У пруда он заметил краем глаза Амариля; тот сидел без капюшона рядом с худенькой фигуркой в домино и говорил негромко, но в интонации была мольба; время от времени он подавался вперед, чтобы обнять свою визави. Маунтолив вдруг почувствовал укол зависти, хотя, видит Бог, в желании своем видеть Лейлу он не смог бы отследить и тени физической страсти. Просто-напросто, согласно некой парадоксальнейшей из логик, он не мог вступить с полным правом во владение Египтом, покуда не повидается с ней, — ибо в ней представлен был иной, почти мифический образ той самой реальности, которую переживал, которой овладевал он изо дня в день. Он чувствовал себя подводником, что крутит и крутит ручку настройки перископа, пытаясь совместить двойное поле видения, настроить хрусталики глаз на нужный фокус. Не пройдя через новую встречу с ней, он знал откуда-то, что уязвим, беспомощен и не способен ни свериться с пожелтевшей картой прежних своих воспоминаний о здешнем магическом ландшафте, ни выстроить новой из новых своих ощущений. Однако же судьбу свою он принял философски. В конце концов, причин тревожиться всерьез просто не было. Терпение — теперь он мог в терпении упражняться сколь угодно долго и ждать, когда она снова соберется с духом.
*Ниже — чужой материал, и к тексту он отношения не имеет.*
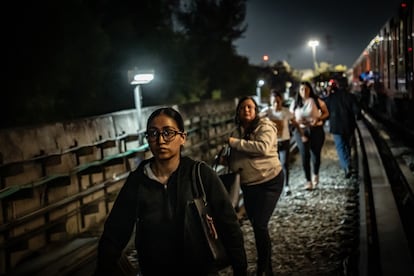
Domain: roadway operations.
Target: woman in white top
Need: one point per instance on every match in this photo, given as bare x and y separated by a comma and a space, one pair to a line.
281, 116
309, 112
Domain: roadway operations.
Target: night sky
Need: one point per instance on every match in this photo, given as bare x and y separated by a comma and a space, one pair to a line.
282, 28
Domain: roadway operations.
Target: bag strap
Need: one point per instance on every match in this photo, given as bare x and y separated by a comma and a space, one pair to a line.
196, 178
224, 151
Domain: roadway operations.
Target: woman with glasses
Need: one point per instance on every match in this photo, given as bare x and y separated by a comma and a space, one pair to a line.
154, 198
254, 151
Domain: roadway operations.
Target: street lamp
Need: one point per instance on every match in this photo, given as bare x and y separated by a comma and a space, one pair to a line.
138, 78
260, 83
313, 44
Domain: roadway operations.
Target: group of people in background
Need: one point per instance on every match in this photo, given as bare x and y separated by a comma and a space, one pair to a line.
153, 198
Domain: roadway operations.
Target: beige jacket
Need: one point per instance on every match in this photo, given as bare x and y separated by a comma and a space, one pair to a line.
257, 158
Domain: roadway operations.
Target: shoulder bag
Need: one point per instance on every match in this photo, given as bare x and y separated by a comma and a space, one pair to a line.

Кроме того, возникли иные привязанности, словно бы специально для того, чтобы заполнить брешь, — дружба с Бальтазаром (он частенько наведывался пообедать и поиграть в шахматы), дружба с Амарилем, с Пьером Бальбзом, с семейством Червони. И Клеа — как раз в то время она начала неторопливо, по обыкновению, писать с него портрет. Мать давно уже просила прислать ей его портрет маслом; теперь у него была возможность позировать чуть не каждый день в блистательном посольском мундире, который сэр Луис когда-то давно, в прошлой жизни, столь любезно ему продал. Прекрасный получится сюрприз, как раз на Рождество, думал он и рад был, что Клеа корпит над портретом, подскабливая и переписывая раз за разом неудачные, с ее точки зрения, места. От нее-то (она говорила за работой, чтобы лица моделей были «живыми») он и узнал за лето массу интереснейших сведений о трудах и днях александрийцев — поэтичнейший фантазм пополам с гротескной драмой. Так уж привыкли жить эти блудные дети: диковатый эпос обитателей модерных свайных построек, небоскребов из стекла и камня, чьи фундаменты — средь фараоновых руин, а окна — на Европу.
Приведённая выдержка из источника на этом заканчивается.